Can inode and crtime be used as a unique file identifier? - linux

I have a file indexing database on Linux. Currently I use file path as an identifier.
But if a file is moved/renamed, its path is changed and I cannot match my DB record to the new file and have to delete/recreate the record. Even worse, if a directory is moved/renamed, then I have to delete/recreate records for all files and nested directories.
I would like to use inode number as a unique file identifier, but inode number can be reused if file is deleted and another file created.
So, I wonder whether I can use a pair of {inode,crtime} as a unique file identifier.
I hope to use i_crtime on ext4 and creation_time on NTFS.
In my limited testing (with ext4) inode and crtime do, indeed, remain unchanged when renaming or moving files or directories within the same file system.
So, the question is whether there are cases when inode or crtime of a file may change.
For example, can fsck or defragmentation or partition resizing change inode or crtime or a file?
Interesting that
http://msdn.microsoft.com/en-us/library/aa363788%28VS.85%29.aspx says:
"In the NTFS file system, a file keeps the same file ID until it is deleted."
but also:
"In some cases, the file ID for a file can change over time."
So, what are those cases they mentioned?
Note that I studied similar questions:
How to determine the uniqueness of a file in linux?
Executing 'mv A B': Will the 'inode' be changed?
Best approach to detecting a move or rename to a file in Linux?
but they do not answer my question.

{device_nr,inode_nr} are a unique identifier for an inode within a system
moving a file to a different directory does not change its inode_nr
the linux inotify interface enables you to monitor changes to inodes (either files or directories)
Extra notes:
moving files across filesystems is handled differently. (it is infact copy+delete)
networked filesystems (or a mounted NTFS) can not always guarantee the stability of inodenumbers
Microsoft is not a unix vendor, its documentation does not cover Unix or its filesystems, and should be ignored (except for NTFS's internals)
Extra text: the old Unix adagium "everything is a file" should in fact be: "everything is an inode". The inode carries all the metainformation about a file (or directory, or a special file) except the name. The filename is in fact only a directory entry that happens to link to the particular inode. Moving a file implies: creating a new link to the same inode, end deleting the old directory entry that linked to it.
The inode metatata can be obtained by the stat() and fstat() ,and lstat() system calls.

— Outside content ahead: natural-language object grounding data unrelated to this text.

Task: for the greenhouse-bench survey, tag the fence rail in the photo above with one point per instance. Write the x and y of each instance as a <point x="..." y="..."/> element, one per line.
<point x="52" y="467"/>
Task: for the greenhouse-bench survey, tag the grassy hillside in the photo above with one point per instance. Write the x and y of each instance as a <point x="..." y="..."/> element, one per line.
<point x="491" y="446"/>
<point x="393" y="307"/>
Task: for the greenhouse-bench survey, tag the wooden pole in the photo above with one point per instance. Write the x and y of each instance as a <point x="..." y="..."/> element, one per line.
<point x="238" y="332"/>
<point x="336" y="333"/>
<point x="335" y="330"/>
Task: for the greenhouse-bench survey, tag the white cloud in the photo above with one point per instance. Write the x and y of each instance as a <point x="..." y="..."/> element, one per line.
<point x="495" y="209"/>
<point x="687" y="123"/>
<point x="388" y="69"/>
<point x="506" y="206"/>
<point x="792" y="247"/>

The allocation and management of i-nodes in Unix is dependent upon the filesystem. So, for each filesystem, the answer may vary.
For the Ext3 filesystem (the most popular), i-nodes are reused, and thus cannot be used as a unique file identifier, nor is does reuse occur according to any predictable pattern.
In Ext3, i-nodes are tracked in a bit vector, each bit representing a single i-node number. When an i-node is freed, it's bit is set to zero. When a new i-node is needed, the bit vector is searched for the first zero-bit and the i-node number (which may have been previously allocated to another file) is reused.
This may lead to the naive conclusion that the lowest numbered available i-node will be the one reused. However, the Ext3 file system is complex and highly optimised, so no assumptions should be made about when and how i-node numbers can be reused, even though they clearly will.
From the source code for ialloc.c, where i-nodes are allocated:
There are two policies for allocating an inode. If the new inode is a
directory, then a forward search is made for a block group with both
free space and a low directory-to-inode ratio; if that fails, then of
he groups with above-average free space, that group with the fewest
directories already is chosen. For other inodes, search forward from
the parent directory's block group to find a free inode.
The source code that manages this for Ext3 is called ialloc and the definitive version is here: https://github.com/torvalds/linux/blob/master/fs/ext3/ialloc.c

I guess the dB application would need to consider the case where the file is subject to restoration from backup, which would preserve the file crtime, but not the inode number.

Related

How are ext4 directory entries stored in the i-nodes?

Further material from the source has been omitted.